The fever broke a few days later and didn’t return. When Diego was strong enough to lift his head, he asked for his mother.

“She fell ill right after you did,” Elva explained. “You were too sick to notice, and even if I had told you, you wouldn’t have understood. Your fever was so high. You were hallucinating. Seeing spirits.”

“But where is she?” he asked, glancing around.

“It was terrible. So many people … Your mother …” she said, pressing his head to her chest, gripping his hand. “She’s gone. She died.”

He didn’t understand. How could this happen? Diego wanted to scream and cry and shout out her name, but he still felt very weak and tired. Instead he closed his eyes and let Elva hold him in her arms and rock him back to sleep.

A few days later, when Diego was stronger, Elva told him to get dressed. He wore the socks and shoes his mother had bought him the last day they went to the marketplace in Pátzcuaro even though he had already outgrown them. Elva bundled him in blankets and led him by the hand to the cemetery. A handful of crooked crosses jutted up from the ground as they made their way to a fresh mound of earth adorned with bouquets of carnations and lilies. A marker was staked in the ground, and his mother’s name was carved into the wood.
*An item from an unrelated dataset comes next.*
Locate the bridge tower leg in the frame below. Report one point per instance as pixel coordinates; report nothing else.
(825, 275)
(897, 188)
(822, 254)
What would become of him now that there was nothing and no one to root his spirit to the earth? he wondered. Elva said not to worry, that he would see his mother again, in one form or another, and he tried very hard to believe her.

She would be his caretaker, Elva explained to Diego. Until his father returned. When she spoke of him, of his coming back, Elva would point vaguely toward the distant mountains. And Diego imagined his father there, just beyond the craggy ridges, down below, in a wide valley where wildflowers and grass grew, sheep and oxen grazing freely and uninterrupted.

“What if he never comes back?” he asked Elva. “What will become of me then?”